Python-Case-Studies-2/Answers_Task_3.md at main · SeckinTataroglu/Python-Case-Studies-2

import numpy as np
import matplotlib
import matplotlib.pyplot as plt
from matplotlib.patches import Rectangle
import time





# (1) Defines a function  f(x,y)  for  0≤x≤1  and  0≤y≤1 .

def funxy(choice):
    if choice.lower() == "random":
        x = np.random.uniform(0,1,1)[0]
        y = np.random.uniform(0,1,1)[0]
    else:
        answer = choice.split(",")
        x1 = float(answer[0].strip())
        y1 = float(answer[1].strip())
        while x1 > 1:
            x1 = x1 / 10
        while y1 > 1:
            y1 = y1 / 10
        x = x1
        y = y1
    return x,y




# (2) Method 1. Using the general python programming approach (Workshop sections 1 to 5), write a piece of code that calculates 
#     the area,  A1 , inside the square  0≤x,y≤1  within which  f(x,y)>0 . To do this, create a grid of  x  and  y  values with 
#     number of points  N>1 , and use 'for' or 'while' loops to calculate the area.
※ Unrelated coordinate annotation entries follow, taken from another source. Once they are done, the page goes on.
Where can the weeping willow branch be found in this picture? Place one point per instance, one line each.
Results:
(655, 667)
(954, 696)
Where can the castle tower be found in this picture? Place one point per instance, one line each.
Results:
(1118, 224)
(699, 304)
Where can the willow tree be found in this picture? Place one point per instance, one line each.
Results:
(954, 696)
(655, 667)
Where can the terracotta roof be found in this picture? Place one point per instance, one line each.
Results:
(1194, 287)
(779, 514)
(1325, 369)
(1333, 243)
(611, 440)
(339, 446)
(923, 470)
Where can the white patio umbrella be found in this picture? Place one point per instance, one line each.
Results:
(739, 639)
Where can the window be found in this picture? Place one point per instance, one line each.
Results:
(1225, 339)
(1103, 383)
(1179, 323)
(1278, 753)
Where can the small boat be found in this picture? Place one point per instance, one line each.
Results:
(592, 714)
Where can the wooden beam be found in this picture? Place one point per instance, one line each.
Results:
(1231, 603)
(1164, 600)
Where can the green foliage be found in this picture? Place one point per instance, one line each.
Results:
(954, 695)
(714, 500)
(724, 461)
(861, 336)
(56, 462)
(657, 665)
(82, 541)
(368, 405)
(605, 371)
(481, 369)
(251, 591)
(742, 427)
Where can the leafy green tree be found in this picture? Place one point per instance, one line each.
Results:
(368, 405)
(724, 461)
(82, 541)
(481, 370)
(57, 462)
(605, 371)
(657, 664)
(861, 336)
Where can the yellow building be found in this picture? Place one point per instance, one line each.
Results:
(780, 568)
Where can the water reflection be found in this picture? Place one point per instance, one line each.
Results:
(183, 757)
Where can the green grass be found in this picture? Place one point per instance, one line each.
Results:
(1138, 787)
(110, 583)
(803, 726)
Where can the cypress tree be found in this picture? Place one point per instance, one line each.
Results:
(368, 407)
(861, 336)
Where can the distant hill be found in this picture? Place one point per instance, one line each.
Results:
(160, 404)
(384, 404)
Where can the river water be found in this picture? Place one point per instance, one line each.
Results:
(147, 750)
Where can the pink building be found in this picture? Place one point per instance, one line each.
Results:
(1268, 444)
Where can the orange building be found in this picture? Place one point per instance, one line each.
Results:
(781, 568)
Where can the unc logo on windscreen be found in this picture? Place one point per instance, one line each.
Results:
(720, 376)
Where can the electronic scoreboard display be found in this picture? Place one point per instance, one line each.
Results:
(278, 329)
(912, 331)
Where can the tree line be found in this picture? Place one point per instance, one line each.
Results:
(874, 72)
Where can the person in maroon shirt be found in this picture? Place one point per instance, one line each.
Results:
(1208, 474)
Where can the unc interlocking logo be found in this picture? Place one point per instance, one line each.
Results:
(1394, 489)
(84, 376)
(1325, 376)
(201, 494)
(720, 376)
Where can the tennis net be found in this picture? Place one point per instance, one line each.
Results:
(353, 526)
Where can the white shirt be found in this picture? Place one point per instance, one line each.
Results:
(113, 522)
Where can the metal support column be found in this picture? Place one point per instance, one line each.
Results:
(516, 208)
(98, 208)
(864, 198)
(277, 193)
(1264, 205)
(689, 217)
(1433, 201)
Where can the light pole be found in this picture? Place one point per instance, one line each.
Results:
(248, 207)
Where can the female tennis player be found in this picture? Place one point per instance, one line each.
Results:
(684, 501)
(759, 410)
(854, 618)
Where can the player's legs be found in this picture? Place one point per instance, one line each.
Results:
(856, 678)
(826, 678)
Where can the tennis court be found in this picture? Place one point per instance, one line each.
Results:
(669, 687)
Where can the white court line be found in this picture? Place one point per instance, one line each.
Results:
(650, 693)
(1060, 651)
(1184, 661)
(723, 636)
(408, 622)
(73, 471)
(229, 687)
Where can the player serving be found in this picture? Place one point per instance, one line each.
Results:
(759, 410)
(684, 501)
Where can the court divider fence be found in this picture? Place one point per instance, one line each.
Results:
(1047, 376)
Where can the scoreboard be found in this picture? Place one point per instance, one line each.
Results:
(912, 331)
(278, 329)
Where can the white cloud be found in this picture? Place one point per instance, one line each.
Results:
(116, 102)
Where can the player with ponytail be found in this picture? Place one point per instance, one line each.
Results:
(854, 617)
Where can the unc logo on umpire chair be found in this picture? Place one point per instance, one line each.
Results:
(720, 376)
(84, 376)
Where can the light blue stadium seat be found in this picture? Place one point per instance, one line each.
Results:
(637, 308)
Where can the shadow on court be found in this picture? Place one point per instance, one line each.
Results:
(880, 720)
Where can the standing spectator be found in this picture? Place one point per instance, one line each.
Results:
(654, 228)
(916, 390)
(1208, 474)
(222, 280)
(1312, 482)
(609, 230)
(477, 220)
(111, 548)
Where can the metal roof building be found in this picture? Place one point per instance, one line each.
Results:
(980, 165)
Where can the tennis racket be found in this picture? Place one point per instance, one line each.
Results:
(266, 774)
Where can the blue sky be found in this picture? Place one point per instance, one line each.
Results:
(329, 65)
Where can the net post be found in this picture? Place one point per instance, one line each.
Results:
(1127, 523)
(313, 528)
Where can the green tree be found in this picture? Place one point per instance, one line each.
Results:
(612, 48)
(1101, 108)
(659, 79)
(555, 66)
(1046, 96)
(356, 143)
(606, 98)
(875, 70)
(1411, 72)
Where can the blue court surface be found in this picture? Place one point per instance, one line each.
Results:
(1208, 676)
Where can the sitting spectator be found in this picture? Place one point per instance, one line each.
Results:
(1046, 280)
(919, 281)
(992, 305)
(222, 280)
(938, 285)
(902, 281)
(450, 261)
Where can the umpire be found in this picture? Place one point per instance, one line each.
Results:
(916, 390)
Your code should be general to work with 
#     any function  f(x,y) .


choice = input("(1) Please enter x and y values by putting comma between them (x,y) or type 'random' for random x and y values:\n")
x,y = funxy(choice)                         # Retrieving random x and y values
print("\n\n\n")

print("x and y values which are going to be used for question 2 and 3.\n")
print("x:",x,"y:",y)
print("\n\n\n")

                                            # Creating a graph of x and y values and shows the area 
plt.figure()
currentAxis = plt.gca()
currentAxis.add_patch(Rectangle((0, 0), x, y, color = 'C', alpha=0.5))
plt.title("(2) x and y values and the area of this coordinate from the origin", fontsize=18)
plt.text(x, y, (round(x,2),round(y,2)), fontdict=None, withdash=False)
plt.xlim(0,x*2)
plt.ylim(0,y*2)
plt.xticks(np.linspace(0,x*2,9))
plt.yticks(np.linspace(0,y*2,9))
plt.xlabel("x",fontsize=14)
plt.ylabel("y",fontsize=14)
plt.grid()
plt.scatter(x,y,s=50,color="C0")
plt.show()
print("\n\n\n")
                                            # Timer starts
start_time_all = time.perf_counter()

                                            # Creating arrays of x and y  
xRange = []
xZeros = []
yRange = []
yZeros = []
                                            # Number of points
stepNumber = 50 
                                            # Step Sizes
xSteps = x / stepNumber  
ySteps = y / stepNumber

xSum = 0
ySum = 0

                                            # Filling the values of x and y arrays
for i in range(stepNumber+1):
    xRange.append(xSum)
    xZeros.append(y)
    yRange.append(ySum)
    yZeros.append(x)

    xSum = round(xSum,4) + xSteps
    ySum = round(ySum,4) + ySteps

                                            # Reversing Arrays for plotting
xRangeRev = xRange[::-1]
yRangeRev = yRange[::-1] 

                                            # X,Y Grid Figure
plt.figure()
plt.scatter(xRangeRev,xZeros)
plt.scatter(yZeros,yRangeRev)
plt.title("(2) METHOD 1 (FOR LOOP) \n x and y values and a grid showing the area under the coordinate", fontsize=18)
plt.text(x, y, (round(x,2),round(y,2)), fontdict=None, withdash=False)
plt.xlim(0,x*2)
plt.ylim(0,y*2)
plt.xticks(np.linspace(0,x*2,9))
plt.yticks(np.linspace(0,y*2,9))
plt.xlabel("x",fontsize=14)
plt.ylabel("y",fontsize=14)
plt.grid()
plt.show()

                                            # Calculating the area 
    
# Due to I was a bit confused about the correct solution, I added a couple of different solutions for this question
# But the last one is used for the calculation of execution time.

# SOLUTION 1
# Considering there is a grid and this grid contains many little rectangles inside it, 
# if we multiply the edges of each little rectangle and sum them up,
# we obtain the area of the big rectangle.

#xSum = 0
#ySum = 0
#for j in range(stepNumber):
#    for k in range(stepNumber-1):
#        ySum = ySum + round(xSteps*ySteps,2)
#    xSum = xSum + ySum
#area = round(xSum,2)

# SOLUTION 2
# Instead of calculating the are of each little rectangle and summing them up,
# we may consider this grid as a matrix and moved along the each axis of the matrix
# till we reach the coordinate point. During this calculation, for loop has been
# used. (This calculation is much more efficient than the previous one. Because
# it does not calculate anything till reaching the correct coordinates.)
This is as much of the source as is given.